Come un blog è diventato un’etichetta e ha cambiato la storia della musica elettronica | Rolling Stone Italia
originators

Come un blog è diventato un’etichetta e ha cambiato la storia della musica elettronica

Vent’anni dopo la nascita, la label inglese Hyperdub di Kode9 è ancora un passo avanti a tutti. «Vogliamo rendere giustizia agli artisti che pubblichiamo»

Come un blog è diventato un’etichetta e ha cambiato la storia della musica elettronica

Kode 9

Foto: Dalila Ludidax

Steve Goodman, meglio conosciuto come il suo nome da producer Kode9, ha passato i primi 2000 scrivendo della scena garage made in UK sulla sua webzine Hyperdub. Goodman, che ha un dottorato di ricerca in filosofia preso all’Università di Warwick, ha lanciato l’ormai defunta webzine nel 1999 per documentare gli avvenimenti della scena che mescolava il dark garage, un sottogenere più sperimentale del garage britannico che si allontanava dalle influenze pop R&B, e il grime, il suo successore più duro incentrato sugli emcee che si ispira anche alla jungle, alla dancehall e all’hip hop. A volte nella zine parlava delle sue esperienze personali, altre intervistava nomi pionieristici come Wiley, il padrino del grime. Tra il 2000 e il 2001, Goodman ha anche condotto un programma chiamato Hyperdub Transmissions per una radio online inglese, Groovetech Radio, e ha contribuito a gestire il sito web dubplate.net (dubplate è un termine della cultura del sound system reggae e si riferisce a una registrazione non ufficiale, inedita, di una canzone). Il sito offriva frammenti audio di strumentali garage che avrebbero contribuito a creare il sound che oggi conosciamo come dubstep.

Goodman ricorda bene il boom degli mp3 che ha cambiato il panorama della fruizione della musica, portando fan e discografici a chiedersi come la cultura del download digitale avrebbe potuto influire sull’industria musicale. Goodman era curioso di sapere cosa ciò avrebbe comportato a livello locale. Concentrando lo sguardo sulla scena di South London e dedicando i suoi sforzi alla condivisione della musica e alla scrittura delle sue osservazioni su quell’ambito, il suo lavoro con Hyperdub e dubplate.net è diventato un documento storico del dubstep degli inizi e delle sue origini.

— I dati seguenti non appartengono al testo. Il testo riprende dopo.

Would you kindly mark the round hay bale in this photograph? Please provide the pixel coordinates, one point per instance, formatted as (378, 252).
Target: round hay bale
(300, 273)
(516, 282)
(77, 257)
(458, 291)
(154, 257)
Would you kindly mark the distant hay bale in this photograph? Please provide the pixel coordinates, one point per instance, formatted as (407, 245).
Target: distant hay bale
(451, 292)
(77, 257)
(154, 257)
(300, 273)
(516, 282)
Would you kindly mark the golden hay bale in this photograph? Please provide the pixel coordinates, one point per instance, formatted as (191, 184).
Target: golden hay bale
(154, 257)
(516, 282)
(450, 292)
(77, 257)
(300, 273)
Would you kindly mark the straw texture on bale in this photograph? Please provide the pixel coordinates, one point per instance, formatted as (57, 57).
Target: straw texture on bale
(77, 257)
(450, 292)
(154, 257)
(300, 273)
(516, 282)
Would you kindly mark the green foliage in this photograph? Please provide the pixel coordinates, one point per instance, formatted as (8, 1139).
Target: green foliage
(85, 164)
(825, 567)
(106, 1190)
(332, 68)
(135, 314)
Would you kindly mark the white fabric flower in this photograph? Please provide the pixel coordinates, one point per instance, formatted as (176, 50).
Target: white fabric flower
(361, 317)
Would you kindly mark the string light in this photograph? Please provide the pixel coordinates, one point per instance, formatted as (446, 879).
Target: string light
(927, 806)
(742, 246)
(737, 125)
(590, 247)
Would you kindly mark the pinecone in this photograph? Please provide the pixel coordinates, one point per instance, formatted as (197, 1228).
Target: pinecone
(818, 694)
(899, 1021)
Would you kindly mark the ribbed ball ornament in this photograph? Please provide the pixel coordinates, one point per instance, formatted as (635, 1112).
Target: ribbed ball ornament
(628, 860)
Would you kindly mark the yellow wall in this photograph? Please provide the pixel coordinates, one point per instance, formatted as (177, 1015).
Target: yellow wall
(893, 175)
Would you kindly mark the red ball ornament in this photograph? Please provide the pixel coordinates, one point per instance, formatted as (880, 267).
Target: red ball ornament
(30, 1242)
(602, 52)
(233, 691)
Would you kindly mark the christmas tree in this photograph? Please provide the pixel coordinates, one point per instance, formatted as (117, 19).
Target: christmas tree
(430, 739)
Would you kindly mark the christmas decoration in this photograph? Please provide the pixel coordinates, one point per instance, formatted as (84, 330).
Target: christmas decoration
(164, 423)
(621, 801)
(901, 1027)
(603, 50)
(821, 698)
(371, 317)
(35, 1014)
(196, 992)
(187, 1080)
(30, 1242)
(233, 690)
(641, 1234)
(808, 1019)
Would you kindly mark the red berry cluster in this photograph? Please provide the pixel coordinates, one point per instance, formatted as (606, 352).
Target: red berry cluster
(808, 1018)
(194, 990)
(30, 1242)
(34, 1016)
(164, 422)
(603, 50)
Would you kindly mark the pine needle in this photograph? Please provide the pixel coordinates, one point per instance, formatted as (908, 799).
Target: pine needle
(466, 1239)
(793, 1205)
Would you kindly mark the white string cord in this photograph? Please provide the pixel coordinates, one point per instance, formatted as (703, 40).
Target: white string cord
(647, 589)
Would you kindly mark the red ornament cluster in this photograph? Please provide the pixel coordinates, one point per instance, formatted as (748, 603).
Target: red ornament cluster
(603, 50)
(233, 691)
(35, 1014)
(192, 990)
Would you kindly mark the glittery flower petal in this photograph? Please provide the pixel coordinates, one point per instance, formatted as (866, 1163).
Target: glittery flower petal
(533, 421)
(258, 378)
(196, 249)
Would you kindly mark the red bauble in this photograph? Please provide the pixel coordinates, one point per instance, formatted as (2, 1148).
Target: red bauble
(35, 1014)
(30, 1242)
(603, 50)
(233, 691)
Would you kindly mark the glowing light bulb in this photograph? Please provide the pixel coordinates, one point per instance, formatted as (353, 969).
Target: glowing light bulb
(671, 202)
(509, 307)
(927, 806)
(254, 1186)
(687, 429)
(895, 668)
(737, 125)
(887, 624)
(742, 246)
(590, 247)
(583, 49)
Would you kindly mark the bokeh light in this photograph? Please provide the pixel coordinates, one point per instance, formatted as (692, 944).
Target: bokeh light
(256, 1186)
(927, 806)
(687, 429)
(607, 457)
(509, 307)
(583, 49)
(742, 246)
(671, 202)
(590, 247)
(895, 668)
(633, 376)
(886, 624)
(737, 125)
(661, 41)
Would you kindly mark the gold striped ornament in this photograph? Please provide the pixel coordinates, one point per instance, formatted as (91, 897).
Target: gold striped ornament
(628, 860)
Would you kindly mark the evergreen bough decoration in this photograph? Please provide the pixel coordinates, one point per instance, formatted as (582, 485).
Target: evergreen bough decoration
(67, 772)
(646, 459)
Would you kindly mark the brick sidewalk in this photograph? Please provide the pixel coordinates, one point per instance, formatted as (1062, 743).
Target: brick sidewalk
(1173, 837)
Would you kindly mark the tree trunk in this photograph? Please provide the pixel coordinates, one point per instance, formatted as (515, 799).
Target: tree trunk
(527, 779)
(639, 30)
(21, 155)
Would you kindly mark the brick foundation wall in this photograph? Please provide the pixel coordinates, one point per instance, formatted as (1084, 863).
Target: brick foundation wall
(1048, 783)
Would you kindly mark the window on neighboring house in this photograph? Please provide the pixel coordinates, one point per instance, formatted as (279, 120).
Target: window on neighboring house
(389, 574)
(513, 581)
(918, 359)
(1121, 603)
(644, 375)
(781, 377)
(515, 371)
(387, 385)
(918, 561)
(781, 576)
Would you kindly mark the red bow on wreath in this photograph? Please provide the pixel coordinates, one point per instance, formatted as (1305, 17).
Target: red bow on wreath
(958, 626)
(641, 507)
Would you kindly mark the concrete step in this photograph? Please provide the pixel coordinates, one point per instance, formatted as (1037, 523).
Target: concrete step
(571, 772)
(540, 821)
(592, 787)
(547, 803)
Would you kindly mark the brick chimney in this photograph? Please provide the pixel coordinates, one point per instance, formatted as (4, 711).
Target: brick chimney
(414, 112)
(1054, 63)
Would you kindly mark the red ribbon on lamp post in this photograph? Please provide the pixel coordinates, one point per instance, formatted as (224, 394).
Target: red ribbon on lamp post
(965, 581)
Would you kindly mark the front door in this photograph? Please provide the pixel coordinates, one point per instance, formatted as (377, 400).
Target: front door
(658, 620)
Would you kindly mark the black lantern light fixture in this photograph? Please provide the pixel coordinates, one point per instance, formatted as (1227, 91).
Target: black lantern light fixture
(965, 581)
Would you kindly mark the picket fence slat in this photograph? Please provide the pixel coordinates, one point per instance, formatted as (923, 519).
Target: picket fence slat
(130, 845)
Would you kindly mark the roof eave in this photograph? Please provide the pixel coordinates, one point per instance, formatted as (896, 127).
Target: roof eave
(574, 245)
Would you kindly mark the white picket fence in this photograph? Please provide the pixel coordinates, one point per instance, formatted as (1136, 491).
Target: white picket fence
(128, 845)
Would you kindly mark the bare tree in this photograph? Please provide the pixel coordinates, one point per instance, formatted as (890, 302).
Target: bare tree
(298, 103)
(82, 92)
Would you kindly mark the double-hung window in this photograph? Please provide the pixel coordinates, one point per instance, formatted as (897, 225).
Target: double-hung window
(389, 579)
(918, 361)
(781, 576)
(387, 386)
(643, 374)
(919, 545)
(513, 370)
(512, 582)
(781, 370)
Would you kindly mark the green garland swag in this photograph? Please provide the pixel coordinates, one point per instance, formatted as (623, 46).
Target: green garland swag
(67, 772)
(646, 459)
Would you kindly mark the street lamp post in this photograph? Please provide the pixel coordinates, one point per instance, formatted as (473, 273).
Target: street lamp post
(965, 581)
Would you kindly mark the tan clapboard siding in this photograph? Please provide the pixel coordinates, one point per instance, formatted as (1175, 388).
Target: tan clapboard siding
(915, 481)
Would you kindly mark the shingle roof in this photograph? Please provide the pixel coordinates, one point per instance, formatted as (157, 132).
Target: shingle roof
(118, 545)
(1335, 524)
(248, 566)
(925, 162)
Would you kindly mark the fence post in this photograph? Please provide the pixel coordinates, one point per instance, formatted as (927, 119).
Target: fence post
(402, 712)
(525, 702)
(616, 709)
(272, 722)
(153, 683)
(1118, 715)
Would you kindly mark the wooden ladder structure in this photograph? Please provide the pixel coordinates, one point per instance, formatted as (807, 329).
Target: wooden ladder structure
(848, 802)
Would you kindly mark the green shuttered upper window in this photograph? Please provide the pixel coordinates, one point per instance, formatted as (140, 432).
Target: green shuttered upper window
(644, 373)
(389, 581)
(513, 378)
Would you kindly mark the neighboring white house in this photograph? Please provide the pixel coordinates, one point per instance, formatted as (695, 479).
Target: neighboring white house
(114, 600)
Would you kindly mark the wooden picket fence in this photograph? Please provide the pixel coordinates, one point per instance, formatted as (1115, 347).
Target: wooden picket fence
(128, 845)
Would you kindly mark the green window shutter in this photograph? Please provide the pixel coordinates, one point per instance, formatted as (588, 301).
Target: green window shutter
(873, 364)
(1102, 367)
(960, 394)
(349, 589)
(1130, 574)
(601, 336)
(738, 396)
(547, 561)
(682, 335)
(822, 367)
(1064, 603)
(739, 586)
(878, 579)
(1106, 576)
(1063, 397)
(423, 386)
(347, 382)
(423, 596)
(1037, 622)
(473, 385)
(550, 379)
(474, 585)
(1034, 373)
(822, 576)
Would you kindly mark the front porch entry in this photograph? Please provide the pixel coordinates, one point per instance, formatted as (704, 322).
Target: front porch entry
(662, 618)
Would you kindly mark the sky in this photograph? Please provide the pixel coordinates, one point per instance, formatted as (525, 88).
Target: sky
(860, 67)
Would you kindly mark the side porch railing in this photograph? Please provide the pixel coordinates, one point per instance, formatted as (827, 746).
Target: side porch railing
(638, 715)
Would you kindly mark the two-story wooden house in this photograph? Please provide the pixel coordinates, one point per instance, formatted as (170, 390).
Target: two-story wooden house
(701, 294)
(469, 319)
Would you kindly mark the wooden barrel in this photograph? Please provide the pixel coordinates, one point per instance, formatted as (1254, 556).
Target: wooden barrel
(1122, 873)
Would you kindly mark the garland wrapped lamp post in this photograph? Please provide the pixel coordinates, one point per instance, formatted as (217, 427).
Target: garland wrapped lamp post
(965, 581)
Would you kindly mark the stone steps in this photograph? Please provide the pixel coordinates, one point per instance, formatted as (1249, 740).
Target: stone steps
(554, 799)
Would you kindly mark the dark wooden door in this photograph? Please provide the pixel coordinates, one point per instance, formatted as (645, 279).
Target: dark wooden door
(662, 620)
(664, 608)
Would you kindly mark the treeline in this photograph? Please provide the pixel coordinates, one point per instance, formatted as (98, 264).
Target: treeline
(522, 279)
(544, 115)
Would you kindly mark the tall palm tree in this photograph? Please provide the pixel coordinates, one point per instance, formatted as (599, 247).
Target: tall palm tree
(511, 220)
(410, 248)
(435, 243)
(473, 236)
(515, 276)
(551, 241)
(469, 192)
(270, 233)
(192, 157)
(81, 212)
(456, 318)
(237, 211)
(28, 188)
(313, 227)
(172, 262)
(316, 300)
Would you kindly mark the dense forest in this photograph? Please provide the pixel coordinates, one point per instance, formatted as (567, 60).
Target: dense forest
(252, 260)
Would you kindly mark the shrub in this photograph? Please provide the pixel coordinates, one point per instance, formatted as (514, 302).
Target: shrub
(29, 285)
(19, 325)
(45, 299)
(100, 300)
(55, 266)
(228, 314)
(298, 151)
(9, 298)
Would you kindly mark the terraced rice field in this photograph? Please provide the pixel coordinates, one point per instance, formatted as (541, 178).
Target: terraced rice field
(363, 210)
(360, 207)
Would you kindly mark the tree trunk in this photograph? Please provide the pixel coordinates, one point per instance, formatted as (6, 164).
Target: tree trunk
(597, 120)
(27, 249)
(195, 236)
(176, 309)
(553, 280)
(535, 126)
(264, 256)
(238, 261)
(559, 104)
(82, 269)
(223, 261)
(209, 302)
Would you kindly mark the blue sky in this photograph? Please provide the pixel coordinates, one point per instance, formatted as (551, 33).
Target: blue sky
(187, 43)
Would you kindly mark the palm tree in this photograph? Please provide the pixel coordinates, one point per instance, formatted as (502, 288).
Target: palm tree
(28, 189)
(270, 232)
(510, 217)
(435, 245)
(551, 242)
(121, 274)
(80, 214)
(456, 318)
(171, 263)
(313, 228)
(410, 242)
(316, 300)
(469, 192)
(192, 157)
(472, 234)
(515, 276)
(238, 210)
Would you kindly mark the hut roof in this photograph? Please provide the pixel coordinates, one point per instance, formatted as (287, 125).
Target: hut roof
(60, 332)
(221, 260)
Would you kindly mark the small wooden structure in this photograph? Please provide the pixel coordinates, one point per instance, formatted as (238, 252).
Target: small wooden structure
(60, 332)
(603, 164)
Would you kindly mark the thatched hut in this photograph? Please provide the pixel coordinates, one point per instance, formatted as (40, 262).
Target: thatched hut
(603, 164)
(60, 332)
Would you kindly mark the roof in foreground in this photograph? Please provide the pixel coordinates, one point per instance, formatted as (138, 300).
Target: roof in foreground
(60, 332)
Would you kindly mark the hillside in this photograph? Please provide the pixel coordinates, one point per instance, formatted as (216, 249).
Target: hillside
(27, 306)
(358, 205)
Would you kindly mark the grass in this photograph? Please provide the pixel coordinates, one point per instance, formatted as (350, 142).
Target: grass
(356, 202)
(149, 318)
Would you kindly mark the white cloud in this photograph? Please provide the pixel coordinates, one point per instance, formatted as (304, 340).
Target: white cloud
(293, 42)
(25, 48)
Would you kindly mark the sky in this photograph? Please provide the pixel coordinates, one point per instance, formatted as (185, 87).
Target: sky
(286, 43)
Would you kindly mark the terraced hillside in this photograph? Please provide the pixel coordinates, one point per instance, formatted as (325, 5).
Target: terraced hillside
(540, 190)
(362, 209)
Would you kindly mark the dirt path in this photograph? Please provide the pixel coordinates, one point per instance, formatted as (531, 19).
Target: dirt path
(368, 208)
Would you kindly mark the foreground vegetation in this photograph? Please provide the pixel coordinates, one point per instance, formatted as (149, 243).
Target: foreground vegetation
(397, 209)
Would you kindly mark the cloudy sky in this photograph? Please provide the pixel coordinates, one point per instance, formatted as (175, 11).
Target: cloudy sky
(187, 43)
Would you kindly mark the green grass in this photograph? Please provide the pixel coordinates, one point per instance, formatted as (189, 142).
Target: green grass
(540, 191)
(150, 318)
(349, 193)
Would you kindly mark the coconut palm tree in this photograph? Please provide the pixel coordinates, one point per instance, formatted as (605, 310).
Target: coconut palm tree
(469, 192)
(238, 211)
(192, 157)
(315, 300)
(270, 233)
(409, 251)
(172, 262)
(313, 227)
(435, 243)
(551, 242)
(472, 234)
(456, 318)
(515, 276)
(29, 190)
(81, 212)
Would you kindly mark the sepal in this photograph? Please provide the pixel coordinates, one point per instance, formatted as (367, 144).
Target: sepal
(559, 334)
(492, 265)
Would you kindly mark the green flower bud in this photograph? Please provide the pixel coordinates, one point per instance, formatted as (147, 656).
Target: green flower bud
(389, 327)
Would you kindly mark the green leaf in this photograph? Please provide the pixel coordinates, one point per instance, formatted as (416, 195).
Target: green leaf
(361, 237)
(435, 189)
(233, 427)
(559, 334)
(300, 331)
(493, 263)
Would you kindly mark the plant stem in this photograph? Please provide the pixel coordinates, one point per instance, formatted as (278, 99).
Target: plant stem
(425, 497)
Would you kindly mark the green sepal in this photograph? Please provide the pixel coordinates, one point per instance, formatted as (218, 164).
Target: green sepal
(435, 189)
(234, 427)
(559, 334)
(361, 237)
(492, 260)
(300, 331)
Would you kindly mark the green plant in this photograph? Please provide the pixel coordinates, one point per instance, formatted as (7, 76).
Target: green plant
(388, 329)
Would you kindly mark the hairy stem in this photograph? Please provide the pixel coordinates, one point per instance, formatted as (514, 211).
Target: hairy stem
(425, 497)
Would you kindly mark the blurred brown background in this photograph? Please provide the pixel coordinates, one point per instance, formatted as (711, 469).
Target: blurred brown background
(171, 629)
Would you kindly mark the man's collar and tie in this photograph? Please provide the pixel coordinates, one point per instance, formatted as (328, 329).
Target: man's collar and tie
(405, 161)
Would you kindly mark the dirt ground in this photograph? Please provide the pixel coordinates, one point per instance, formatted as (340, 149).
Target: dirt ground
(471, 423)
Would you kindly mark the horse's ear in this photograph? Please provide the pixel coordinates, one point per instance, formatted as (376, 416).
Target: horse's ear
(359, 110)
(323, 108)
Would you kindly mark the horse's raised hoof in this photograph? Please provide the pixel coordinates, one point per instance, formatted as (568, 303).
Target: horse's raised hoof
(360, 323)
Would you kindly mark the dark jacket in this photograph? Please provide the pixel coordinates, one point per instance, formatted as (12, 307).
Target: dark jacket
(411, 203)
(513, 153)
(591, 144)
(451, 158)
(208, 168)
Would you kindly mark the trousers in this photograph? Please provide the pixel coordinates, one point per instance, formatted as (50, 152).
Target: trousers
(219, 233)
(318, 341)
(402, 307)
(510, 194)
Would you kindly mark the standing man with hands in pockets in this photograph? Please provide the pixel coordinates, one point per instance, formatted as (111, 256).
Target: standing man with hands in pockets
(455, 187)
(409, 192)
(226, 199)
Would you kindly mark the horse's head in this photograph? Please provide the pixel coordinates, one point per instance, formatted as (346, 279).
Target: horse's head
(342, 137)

L’orecchio di Kode9 è come una macchina del tempo a senso unico, sempre in ascolto di quello che sarà il futuro della musica elettronica. Il catalogo della Hyperdub, che conta ormai centinaia di uscite nei suoi 20 anni di vita, non fa che confermarlo. «Volevo creare uno spazio in cui potessero coesistere interviste lunghe, inedite, e pezzi di commento che andassero oltre l’hype finto della stampa specializzata in musica dance dell’epoca», racconta Goodman a Rolling Stone. «Non avevo certo la sensazione che quel sound particolare sarebbe uscito dal gruppo ristretto di dj e produttori che erano coinvolti in quel momento. Stavamo solo facendo le nostre cose. Ma poi c’è stato un numero di XLR8R Magazine, nel 2002, che ha usato la parola “dubstep” in copertina e parlava di alcuni artisti di cui avevamo scritto su Hyperdub come EL-B, Horsepower e così via». Nonostante negli anni ‘10 la dubstep abbia ottenuto il riconoscimento da parte del mainstream, grazie a nomi come Skrillex, il genere ha una storia antecedente lunga almeno un decennio. È nato ufficialmente nel sud di Londra all’inizio degli anni Duemila, ma le sue radici possono essere fatte risalire alla cultura giamaicana dei sound system degli anni Ottanta. Il genere inoltre è un’emanazione del garage britannico, ma comprende anche elementi di jungle, dub, grime e breakbeat grazie all’influenza di artisti come Steve Gurley, Zed Bias, J Da Dlex ed EL-B.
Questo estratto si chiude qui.